Küss was a racecar driver and competed in the Monte Carlo Rally. There was one incident in 1954 when he lay comatose for some days following an accident during a race at the Tour de France Automobile.

He was brought up with a deep interest in art and acquainted with eminent Parisian artists of the time including Raoul Dufy. He added to his father's antique and contemporary art collections, subsequently exhibiting them near his second home at the seaside village of Honfleur. His art collection was auctioned at Christie's in Paris in 2006, following his death. One part of his collection that including work by Henri Toulouse-Lautrec, Pierre-Auguste Renoir and Claude Monet, sold for more than four million Euros.

==Death and legacy==
Küss died in 2006. An engraved memorial marble lies at the hospital of Pitié‐Salpêtrière where he established a school of urology.

In 2014, The Board of the European Association Urology (EAU) Section of Transplantation Urology (ESTU) awarded the first René Küss Prize for original work on renal transplantation. It was presented by Küss's daughter, Ms. Sophie Morello-Küss.

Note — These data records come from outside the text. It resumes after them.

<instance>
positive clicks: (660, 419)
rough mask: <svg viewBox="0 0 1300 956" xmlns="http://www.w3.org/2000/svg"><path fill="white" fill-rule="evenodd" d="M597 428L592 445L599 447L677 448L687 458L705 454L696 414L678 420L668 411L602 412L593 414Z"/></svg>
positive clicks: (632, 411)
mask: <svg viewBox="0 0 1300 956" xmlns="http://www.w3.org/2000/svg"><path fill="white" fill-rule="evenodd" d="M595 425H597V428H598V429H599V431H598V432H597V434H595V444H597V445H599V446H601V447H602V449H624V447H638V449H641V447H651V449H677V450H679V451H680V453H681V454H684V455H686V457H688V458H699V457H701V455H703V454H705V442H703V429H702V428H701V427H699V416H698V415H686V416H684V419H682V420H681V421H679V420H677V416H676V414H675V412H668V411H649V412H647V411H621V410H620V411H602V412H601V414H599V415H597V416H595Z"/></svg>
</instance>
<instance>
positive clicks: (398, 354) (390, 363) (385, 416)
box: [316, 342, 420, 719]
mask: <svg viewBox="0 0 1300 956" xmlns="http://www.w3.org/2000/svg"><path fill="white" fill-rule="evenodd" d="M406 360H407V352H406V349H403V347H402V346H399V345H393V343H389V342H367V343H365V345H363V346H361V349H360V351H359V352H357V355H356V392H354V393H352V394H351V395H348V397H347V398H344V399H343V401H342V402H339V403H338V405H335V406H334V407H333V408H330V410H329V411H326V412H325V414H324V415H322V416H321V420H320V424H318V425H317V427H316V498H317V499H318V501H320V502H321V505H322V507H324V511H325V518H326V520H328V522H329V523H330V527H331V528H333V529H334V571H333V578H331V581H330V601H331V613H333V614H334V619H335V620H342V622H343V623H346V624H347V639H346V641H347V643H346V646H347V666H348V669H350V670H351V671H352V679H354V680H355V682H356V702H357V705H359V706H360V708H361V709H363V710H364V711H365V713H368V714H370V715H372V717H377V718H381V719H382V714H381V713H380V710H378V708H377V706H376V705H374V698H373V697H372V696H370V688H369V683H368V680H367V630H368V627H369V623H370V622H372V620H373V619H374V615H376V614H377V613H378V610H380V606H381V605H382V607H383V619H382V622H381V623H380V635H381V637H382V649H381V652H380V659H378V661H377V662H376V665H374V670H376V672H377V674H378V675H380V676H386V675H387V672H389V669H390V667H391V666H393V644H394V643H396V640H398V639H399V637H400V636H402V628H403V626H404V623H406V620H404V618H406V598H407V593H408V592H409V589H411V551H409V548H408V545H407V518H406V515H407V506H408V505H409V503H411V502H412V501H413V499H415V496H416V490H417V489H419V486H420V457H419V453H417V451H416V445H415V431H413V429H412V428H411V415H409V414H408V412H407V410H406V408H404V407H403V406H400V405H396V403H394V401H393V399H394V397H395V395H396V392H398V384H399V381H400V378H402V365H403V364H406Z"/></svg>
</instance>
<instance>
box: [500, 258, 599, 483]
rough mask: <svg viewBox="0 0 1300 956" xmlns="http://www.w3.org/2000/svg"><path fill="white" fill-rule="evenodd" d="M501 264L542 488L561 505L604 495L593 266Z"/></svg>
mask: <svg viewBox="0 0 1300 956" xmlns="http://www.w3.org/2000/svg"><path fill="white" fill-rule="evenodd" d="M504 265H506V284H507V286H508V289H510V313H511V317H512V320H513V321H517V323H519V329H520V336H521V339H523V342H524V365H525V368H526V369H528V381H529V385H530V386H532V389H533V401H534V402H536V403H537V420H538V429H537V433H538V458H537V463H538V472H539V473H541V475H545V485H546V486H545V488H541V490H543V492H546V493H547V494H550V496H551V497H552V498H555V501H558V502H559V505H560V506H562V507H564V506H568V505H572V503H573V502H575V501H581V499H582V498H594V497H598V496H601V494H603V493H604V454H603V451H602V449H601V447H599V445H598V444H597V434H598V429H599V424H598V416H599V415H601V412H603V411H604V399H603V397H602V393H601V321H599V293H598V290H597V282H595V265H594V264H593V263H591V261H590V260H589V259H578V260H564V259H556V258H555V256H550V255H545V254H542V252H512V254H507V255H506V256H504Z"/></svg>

Although they worked separately, the simultaneous efforts of Küss and nephrologist Jean Hamburger are felt by transplant peers including Nobel Prize winner Joseph Murray, to have "largely been forgotten", and they not to have been given "full credit for their work internationally".

== Selected publications ==

- Surgery of the Ureter, Springer-Verlag, 1975, ISBN 978-3-642-66081-8
- Kuss, R (1951). "[Some attempts at kidney transplantation in man]"

In addition, he co-authored
- Histoire Illustre ́e de L’Urologie
- An Illustrated History of Organ Transplantation.